A: You can calculate the median using either percentile function with 0.5 as the parameter. For example, S`ELECT percentile_cont(0.5) WITHIN GROUP (ORDER BY temperature) FROM city_data;` will return the interpolated median value, while `percentile_disc(0.5)` would return an actual value from the dataset.

**Q: Can I calculate multiple percentiles in a single query?**

A: Yes, you can calculate multiple percentiles in one query by using multiple percentile function calls. For example: `SELECT percentile_cont(0.25) WITHIN GROUP(ORDER BY humidity) AS p25, percentile_cont(0.5) WITHIN GROUP(ORDER BY humidity) AS p50, percentile_cont(0.75) WITHIN GROUP(ORDER BY humidity) AS p75 FROM conditions GROUP BY device_id;` will return the 25th, 50th, and 75th percentiles.

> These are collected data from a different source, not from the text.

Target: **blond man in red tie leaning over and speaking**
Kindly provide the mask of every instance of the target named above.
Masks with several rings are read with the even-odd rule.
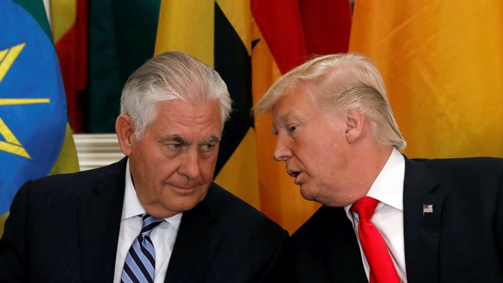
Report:
[[[307,61],[256,110],[272,112],[274,159],[322,204],[292,235],[293,281],[503,282],[503,160],[402,155],[369,58]]]

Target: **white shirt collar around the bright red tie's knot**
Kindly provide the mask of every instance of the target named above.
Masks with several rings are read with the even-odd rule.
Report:
[[[370,186],[367,196],[403,211],[404,176],[405,158],[396,148],[393,148],[381,172]],[[351,204],[344,206],[348,217],[350,207]]]

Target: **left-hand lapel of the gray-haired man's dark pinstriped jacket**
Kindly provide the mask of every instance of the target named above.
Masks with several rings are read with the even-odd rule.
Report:
[[[103,168],[95,185],[78,207],[84,282],[112,282],[124,202],[124,158]]]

**Q: How can I calculate percentiles by group in PostgreSQL?**

A: You can calculate percentiles for each group by adding a `GROUP BY` clause to your query. For example, `SELECT city, percentile_cont(0.5) WITHIN GROUP (ORDER BY temperature) FROM city_data GROUP BY city;` will return the median temperature for each city in the dataset.

**Q: What is the **`**approx_percentile()**`** function in Timescale, and when should I use it?**

A: The `approx_percentile()` function is a Timescale hyperfunction that approximates percentiles using the UDDSketch algorithm, which is much more efficient for large datasets. You should use it when exact precision isn't required, but performance is important, especially with time-series data, as it requires less memory and computational resources than PostgreSQL's native percentile functions.